By Mary Brophy Marcus
TUESDAY, Feb. 18, 2014 (HealthDay News) — More breast cancer patients are choosing reconstructive breast surgery, although where women live might influence whether they opt for it, new research shows.
“These data suggest that while a hearteningly increasing proportion of women are receiving breast reconstruction, it’s not uniformly the case all across the country,” said study author Dr. Reshma Jagsi, associate chairwoman of the department of radiation oncology at the University of Michigan.
According to the study, which was published online Feb. 18 in the Journal of Clinical Oncology, there was an almost 20 percent jump in reconstructive breast surgeries between 1998 and 2007 among women who’d had a breast removed due to breast cancer (a procedure called mastectomy).
Meanwhile, the number of double mastectomies, which high-risk women sometimes choose as a preventive measure against breast cancer, increased from 3 percent to 18 percent in the same period. Three-quarters of women who got double mastectomies also got breast reconstruction, the study found.
One expert had some theories on the trends.
“I think the rising number of women choosing to have [preventive] double mastectomy has gone up in part because advances in reconstructive techniques allow them to feel more confident that they will look good after mastectomy,” said Dr. Oren Lerman, director of breast reconstruction at the Institute for Comprehensive Breast Care at Lenox Hill Hospital in New York City.
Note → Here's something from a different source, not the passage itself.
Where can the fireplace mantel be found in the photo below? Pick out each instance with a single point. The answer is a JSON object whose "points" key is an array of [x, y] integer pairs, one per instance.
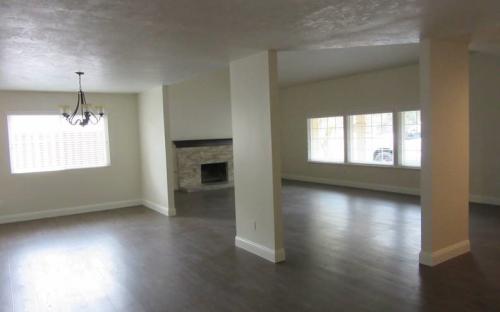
{"points": [[202, 142]]}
“The increase in percentage of women having reconstruction [after breast cancer] is probably more related to better access to information and plastic surgeons,” Lerman said. “But there’s still a ways to go.”
Jagsi said she and her colleagues first wanted to investigate the issue because there was little information available on it since the Women’s Health and Cancer Rights Act of 1998 was passed. The law says health insurers who offer mastectomy coverage must also provide for all stages of breast reconstruction.
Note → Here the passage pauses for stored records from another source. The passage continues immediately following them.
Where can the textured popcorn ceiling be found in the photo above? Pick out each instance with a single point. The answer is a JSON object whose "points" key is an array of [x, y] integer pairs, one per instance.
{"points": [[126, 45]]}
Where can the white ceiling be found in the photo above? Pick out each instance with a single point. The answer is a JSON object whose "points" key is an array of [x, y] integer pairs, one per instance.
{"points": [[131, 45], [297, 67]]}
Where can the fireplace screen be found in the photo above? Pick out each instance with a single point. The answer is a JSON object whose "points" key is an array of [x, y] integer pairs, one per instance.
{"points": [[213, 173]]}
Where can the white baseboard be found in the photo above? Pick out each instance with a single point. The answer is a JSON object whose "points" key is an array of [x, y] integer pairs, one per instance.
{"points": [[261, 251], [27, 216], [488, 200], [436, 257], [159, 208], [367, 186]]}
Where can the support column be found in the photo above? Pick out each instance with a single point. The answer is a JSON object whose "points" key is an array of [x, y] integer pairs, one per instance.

Jagsi and her team looked at data from more than 20,000 women who underwent a mastectomy during a 10-year period. The average age of the patients was 51. Jagsi said they found that reconstructive breast surgery increased from 46 percent in 1998 to 63 percent in 2007.
More women might be opting to have reconstructive surgery now because of the law, Jagsi said, but also because there might be more access to information about their options.
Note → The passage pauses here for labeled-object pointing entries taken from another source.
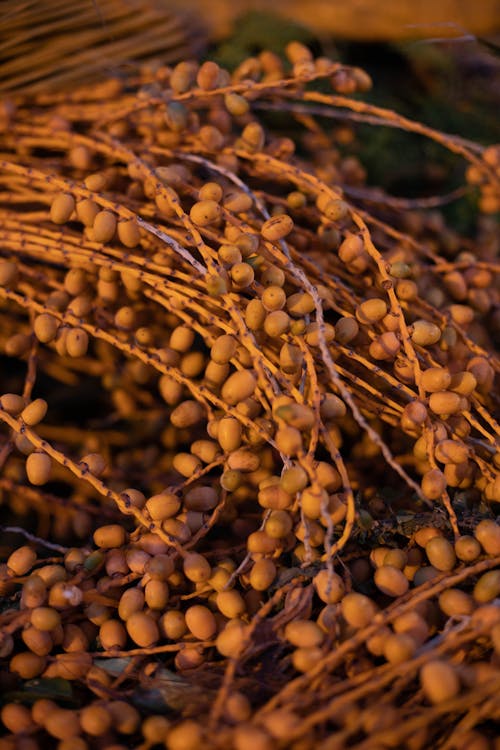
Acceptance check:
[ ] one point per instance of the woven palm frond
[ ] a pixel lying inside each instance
(50, 44)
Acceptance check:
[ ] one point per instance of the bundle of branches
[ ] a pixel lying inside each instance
(49, 45)
(248, 422)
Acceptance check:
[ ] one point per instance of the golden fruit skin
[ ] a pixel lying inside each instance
(142, 629)
(201, 622)
(304, 634)
(487, 532)
(38, 468)
(277, 227)
(358, 610)
(439, 681)
(231, 640)
(441, 553)
(104, 226)
(238, 387)
(21, 560)
(467, 548)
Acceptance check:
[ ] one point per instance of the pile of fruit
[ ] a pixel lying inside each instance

There was “tremendous” variation in rates of reconstructive surgery across the United States, Jagsi said, and that variability reflects the density of plastic surgeons who perform reconstructive breast procedures in those parts of the country. For example, only 18 percent of breast cancer patients opted for reconstructive surgery in North Dakota, compared to 80 percent of women in Washington, D.C.
Jagsi said it’s heartening that more women are having reconstructive breast surgery after a mastectomy, but she said she’s concerned about health disparities.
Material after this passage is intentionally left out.